El tigre, después de aplastar el primer hormiguero, saltó sobre el próximo y lo hizo
polvo. Luego sobre el siguiente... Y así continuó hasta no dejar ni un solo hormiguero
sobre la selva.
—¡He destruido todas sus ciudades fortificadas! ¡No quedará ni una hormiga viva
para contar la historia! —dijo al fin, frotándose las zarpas con satisfacción.|
De repente sintió un fuerte escozor en la
punta de la cola, después en una pata, luego en la
otra y en la otra. Eran las hormigas que le
trepaban por las cuatro patas, formando cuatro
gruesas columnas.
El tigre trató de escapar, pero era imposible.
Toda la selva estaba cubierta de hormigas.
—¡Defiéndete, ahora, tirano carnicero!... —
le gritaron enfurecidas.
En menos de lo que se tarda para contarlo, el tigre se convirtió en un montón
hirviente de hormigas y rodaba por el suelo, lanzando horribles rugidos de dolor.
Después de una hora de revolcarse en la tierra, el pobre tigre entró en agonía.
Antes de que expirara, la hormiga que había lanzado el desafío se le paró sobre la nariz y
le dijo:
—Comprende ahora que tu poder no es ilimitado. Y que la multitud enfurecida
puede acabar con el monarca más poderoso de la tierra.

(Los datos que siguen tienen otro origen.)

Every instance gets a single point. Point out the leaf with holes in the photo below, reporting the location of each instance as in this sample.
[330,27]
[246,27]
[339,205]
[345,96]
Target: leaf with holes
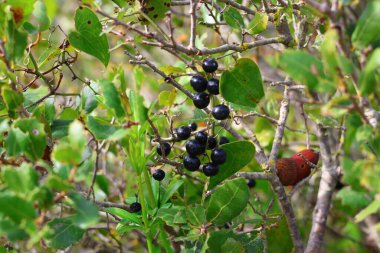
[87,37]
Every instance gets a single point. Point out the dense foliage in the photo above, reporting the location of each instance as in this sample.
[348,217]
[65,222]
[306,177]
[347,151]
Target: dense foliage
[134,125]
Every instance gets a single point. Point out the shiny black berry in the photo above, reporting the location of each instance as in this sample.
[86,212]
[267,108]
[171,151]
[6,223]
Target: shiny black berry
[191,163]
[210,169]
[159,175]
[193,126]
[199,83]
[183,132]
[211,142]
[251,183]
[201,100]
[223,140]
[218,156]
[213,86]
[135,207]
[166,147]
[220,112]
[201,137]
[194,148]
[210,65]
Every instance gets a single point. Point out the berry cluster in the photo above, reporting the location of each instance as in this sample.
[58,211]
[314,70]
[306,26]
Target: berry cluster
[200,84]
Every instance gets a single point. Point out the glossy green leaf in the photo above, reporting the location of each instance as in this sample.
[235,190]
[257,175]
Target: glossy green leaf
[227,201]
[258,24]
[243,84]
[86,212]
[87,36]
[367,28]
[112,99]
[22,179]
[196,214]
[16,208]
[233,18]
[372,208]
[64,233]
[370,76]
[239,154]
[302,67]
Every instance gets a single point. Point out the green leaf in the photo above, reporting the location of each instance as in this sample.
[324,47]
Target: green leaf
[39,13]
[12,99]
[352,198]
[242,85]
[302,67]
[258,24]
[367,28]
[233,18]
[64,233]
[22,179]
[196,214]
[36,141]
[16,41]
[125,215]
[101,130]
[112,98]
[228,201]
[239,154]
[87,37]
[372,208]
[172,216]
[370,76]
[86,212]
[16,208]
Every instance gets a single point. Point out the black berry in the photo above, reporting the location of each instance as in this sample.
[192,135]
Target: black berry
[223,140]
[201,100]
[183,132]
[191,163]
[218,156]
[213,86]
[199,83]
[166,147]
[194,148]
[251,183]
[135,207]
[201,137]
[220,112]
[210,169]
[210,65]
[211,142]
[159,175]
[193,126]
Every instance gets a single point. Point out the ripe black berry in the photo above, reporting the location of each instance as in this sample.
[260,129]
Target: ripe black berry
[199,83]
[201,137]
[223,140]
[183,132]
[211,142]
[193,126]
[201,100]
[210,169]
[210,65]
[159,175]
[135,207]
[220,112]
[218,156]
[191,163]
[194,148]
[251,183]
[213,86]
[166,147]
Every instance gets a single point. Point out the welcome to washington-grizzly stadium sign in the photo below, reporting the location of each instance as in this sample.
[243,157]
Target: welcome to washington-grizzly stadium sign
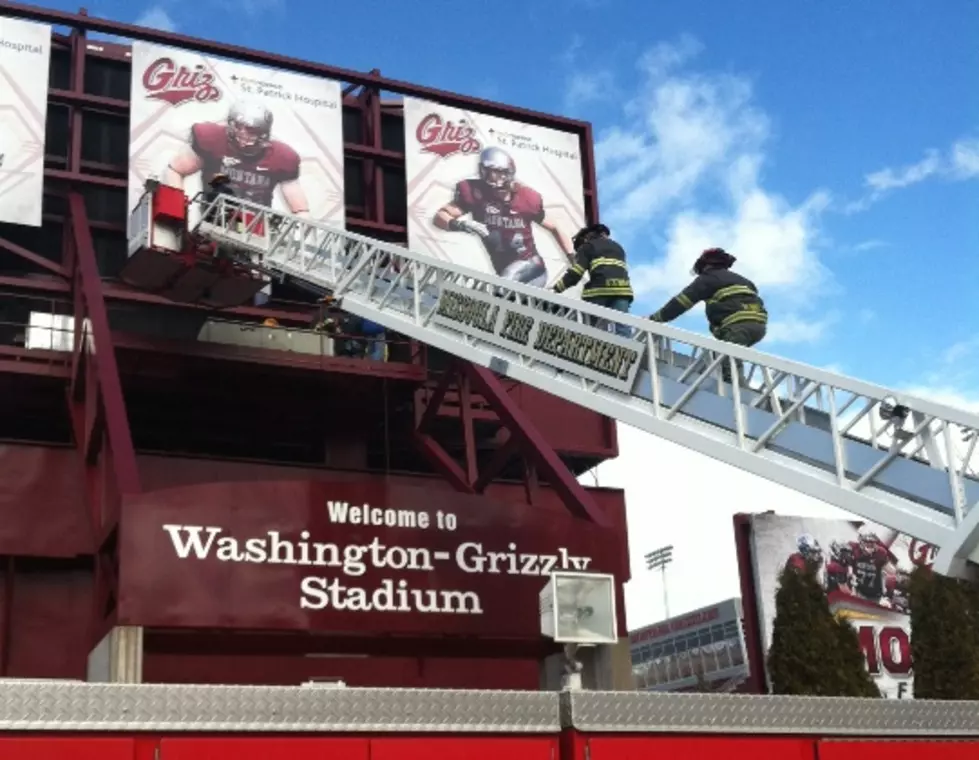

El infeliz oyó esto sin comprender una sílaba porque ya tenía los ojos nublados por
la muerte. Y cuando el día clareó sobre la selva, sólo se vio el esqueleto blanco de un tigre,
levantando las zarpas al cielo.
EL CUENTO DEL HILO DE AGUA
Era un hilo de agua que saltó de la roca y comenzó a corretear cuesta abajo. Un
pájaro bajó a bebérselo y él dijo:
—No me tomes todavía, que soy muy pequeño y me consumirás todo.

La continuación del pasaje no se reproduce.